Few restaurants are as romantic as Jaan. With its perch on the 70th floor of Equinox Complex, the dining room is a prime location for guests to sip champagne while taking in Singapore’s most distinctive sites – Singapore Flyer, Flower Dome, Marina Bay and surrounds – with one sweep of the eye. Ask for a table by the floor-to-ceiling window, which, with its chairs arranged to face the view, is ideal for that tete-a-tete. Service is discreet and near impeccable.
Regular patrons of Jaan will know that the captain of the kitchen changed late in 2015, when Julien Royer left to start his own outfit. His dishes, or a variation of them, are still served, which means diners can still order the Free Range Hen’s Egg with artichoke and chorizo iberico, a half-boiled egg punctuated by savoury bits of ham; and “Forest” Pigeon, where the bird atop a bed of hay and rosemary is shown to diners before its succulent meat is sliced and served on a plate with white polenta.

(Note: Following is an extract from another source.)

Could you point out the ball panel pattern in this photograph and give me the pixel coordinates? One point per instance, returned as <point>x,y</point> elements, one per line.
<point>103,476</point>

Royer’s successor, Kirk Westaway (also our Chef To Watch in this issue of Gourmet & Travel), has augmented the menu with his own creations, and when they are not overly fussy, such as chopped tomatoes stuffed into an heirloom tomato, they work.
His Landes Foie Gras, where pine dashi is poured over a composition of foie gras and cabbage, is inspired for the introduction of a bitter vegetable element.
Our recommendation is to settle in, order a bottle of wine from Jaan’s menu of some 500 labels, and sample the food with a delicious side of view.